I get spam all the time... but I too had never seen this thing before. Just because people get spam and phishing emails doesn't mean they're dumb enough to click them. I don't even do it out of curiosity.
I teach a college course for teaching majors. Each year I do a phishing demonstration where I post a bunch of links on my blog, including one to the university's intranet. The links are all full paths (http://...), but the href in the intranet link points to a different server. When the students try to login, they get a message about phishing.
This semester I was a bit worried because I had heard IE 7 had new "anti-phishing technology." I thought IE would obviously check the text of the link against the target address, but that didn't happen. FireFox 2 doesn't either.
How hard would it be to check the text of a link against a regex for urls, then, if it is a url, check that the target is the same?
I'd rather have someone respond than be modded up.
Really? Tell that to all the critics raving about Firefox, Amarok, and OpenOffice.org, among others. I don't have to list my satisfaction points with these products here because they'd only be repeats of what others have said. If you're curious, look up the testimonials. The devs of these projects are fighting fire with fire. They're releasing a technologically superior (arguable for OO.o, I know) product for free. What's not fiery about that?

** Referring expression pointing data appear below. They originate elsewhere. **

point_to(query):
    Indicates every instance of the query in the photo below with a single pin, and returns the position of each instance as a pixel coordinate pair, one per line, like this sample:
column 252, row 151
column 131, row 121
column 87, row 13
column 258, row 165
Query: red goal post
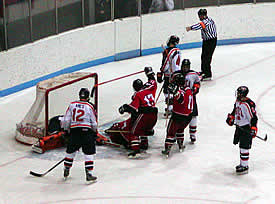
column 53, row 96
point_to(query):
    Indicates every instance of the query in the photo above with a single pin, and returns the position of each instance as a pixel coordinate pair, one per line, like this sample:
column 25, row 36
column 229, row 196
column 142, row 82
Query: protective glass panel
column 43, row 18
column 196, row 3
column 69, row 14
column 2, row 37
column 125, row 8
column 97, row 11
column 18, row 22
column 225, row 2
column 154, row 6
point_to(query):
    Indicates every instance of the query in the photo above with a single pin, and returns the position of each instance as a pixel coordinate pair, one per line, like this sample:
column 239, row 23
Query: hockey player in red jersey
column 245, row 118
column 119, row 132
column 170, row 63
column 193, row 82
column 142, row 121
column 181, row 113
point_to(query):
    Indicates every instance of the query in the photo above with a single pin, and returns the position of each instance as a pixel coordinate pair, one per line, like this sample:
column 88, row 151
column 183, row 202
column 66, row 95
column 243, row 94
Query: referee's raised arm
column 209, row 37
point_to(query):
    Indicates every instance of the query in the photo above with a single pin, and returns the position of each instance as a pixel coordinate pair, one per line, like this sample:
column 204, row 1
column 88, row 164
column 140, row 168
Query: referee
column 209, row 37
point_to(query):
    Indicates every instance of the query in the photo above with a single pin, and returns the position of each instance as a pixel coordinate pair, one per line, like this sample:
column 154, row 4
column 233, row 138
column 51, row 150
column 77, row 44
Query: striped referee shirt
column 207, row 27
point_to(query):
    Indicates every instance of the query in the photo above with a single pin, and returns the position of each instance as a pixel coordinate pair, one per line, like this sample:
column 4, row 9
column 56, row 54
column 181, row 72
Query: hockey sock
column 193, row 127
column 69, row 159
column 135, row 143
column 244, row 157
column 169, row 141
column 89, row 162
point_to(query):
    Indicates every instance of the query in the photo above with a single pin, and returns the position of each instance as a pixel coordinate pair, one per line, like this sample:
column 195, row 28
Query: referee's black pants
column 208, row 48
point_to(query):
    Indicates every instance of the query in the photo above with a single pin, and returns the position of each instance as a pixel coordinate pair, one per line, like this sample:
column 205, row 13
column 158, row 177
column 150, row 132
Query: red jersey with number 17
column 183, row 102
column 143, row 98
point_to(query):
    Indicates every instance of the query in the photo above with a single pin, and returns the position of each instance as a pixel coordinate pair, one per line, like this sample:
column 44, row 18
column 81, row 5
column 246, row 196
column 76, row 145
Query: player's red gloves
column 253, row 132
column 159, row 77
column 230, row 119
column 196, row 88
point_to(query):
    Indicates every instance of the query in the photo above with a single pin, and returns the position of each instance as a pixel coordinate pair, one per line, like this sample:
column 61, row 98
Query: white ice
column 203, row 173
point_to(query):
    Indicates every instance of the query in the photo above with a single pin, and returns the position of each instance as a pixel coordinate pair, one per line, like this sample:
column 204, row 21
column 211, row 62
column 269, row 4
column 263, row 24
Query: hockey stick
column 159, row 94
column 96, row 85
column 41, row 175
column 106, row 141
column 261, row 138
column 122, row 131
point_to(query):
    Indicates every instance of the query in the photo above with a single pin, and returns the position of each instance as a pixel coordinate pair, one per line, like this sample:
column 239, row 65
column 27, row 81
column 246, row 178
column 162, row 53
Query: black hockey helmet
column 179, row 79
column 137, row 84
column 173, row 39
column 149, row 71
column 241, row 92
column 84, row 93
column 185, row 65
column 202, row 12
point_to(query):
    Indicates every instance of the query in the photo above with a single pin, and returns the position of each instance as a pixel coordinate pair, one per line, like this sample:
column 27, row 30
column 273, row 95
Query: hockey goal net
column 53, row 96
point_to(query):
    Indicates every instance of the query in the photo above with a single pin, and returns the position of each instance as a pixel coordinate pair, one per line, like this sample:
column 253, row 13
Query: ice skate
column 166, row 152
column 242, row 170
column 193, row 139
column 237, row 167
column 181, row 146
column 134, row 154
column 90, row 178
column 66, row 173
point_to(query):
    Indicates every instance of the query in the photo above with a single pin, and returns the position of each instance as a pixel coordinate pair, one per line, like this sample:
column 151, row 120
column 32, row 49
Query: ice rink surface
column 203, row 173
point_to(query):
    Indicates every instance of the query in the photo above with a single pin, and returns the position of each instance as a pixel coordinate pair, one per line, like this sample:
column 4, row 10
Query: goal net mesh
column 53, row 96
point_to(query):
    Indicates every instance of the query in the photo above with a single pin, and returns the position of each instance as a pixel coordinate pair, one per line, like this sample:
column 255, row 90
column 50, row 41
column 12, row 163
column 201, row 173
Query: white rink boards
column 203, row 173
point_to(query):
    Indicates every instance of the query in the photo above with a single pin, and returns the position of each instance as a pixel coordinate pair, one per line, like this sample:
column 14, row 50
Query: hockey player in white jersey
column 245, row 118
column 171, row 58
column 80, row 121
column 193, row 82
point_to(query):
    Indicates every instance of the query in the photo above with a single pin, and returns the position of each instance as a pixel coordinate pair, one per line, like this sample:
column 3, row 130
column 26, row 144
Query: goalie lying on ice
column 119, row 133
column 56, row 137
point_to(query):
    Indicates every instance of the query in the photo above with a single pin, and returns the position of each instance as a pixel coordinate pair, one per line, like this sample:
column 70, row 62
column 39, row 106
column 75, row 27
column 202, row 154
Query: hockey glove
column 253, row 132
column 172, row 88
column 121, row 109
column 196, row 88
column 230, row 119
column 159, row 77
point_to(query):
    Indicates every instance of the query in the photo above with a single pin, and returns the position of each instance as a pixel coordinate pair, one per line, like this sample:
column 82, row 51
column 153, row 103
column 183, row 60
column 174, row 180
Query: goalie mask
column 241, row 92
column 84, row 93
column 137, row 84
column 149, row 71
column 179, row 79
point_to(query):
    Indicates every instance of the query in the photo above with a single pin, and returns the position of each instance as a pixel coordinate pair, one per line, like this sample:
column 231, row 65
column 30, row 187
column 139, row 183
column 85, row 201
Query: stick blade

As for gaming, plenty of us don't use Windows because we don't use our computers for gaming. There are plenty of fun games that are native to the Linux platform, but I rarely play them because my computer is for getting things done, not putting off the things that need to get done. I have a PS2 for games. For everything else, including the simpler install (Ubuntu install is 300x easier than Windows to install) and the simpler, more intuitive UI (I didn't much care for GNOME until I actually tried using it - It really rocks) Linux is more than sufficient, and has become the only OS on my desktop and the "98% of the time" OS on my dual-booted lappy.
But above all, use what works for you. If you don't like Linux, don't use it. But I will warn you: *nix is becoming more and more prevalent. Just this year, my school replaced all its public terminals with Sun workstations. You can complain about lack of support for games all you want, but you'll eventually be forced to use something other than Windows.
Microsoft maintains there on database of phishing sites and they are focused on reducing False Positives. It is still relativly new.
If a bank is falsely blocked by Firefox they will simply tell users to use IE.
If IE falsely blocks a bank site they would simply sue Microsoft.
Both browser still have a margin of error of 20-40%. While IE blocks some that FireFox misses, FireFox blocks some that IE misses. Firefox is doing better, but I wouldn't say they are winning yet.
Half of writing history is hiding the truth.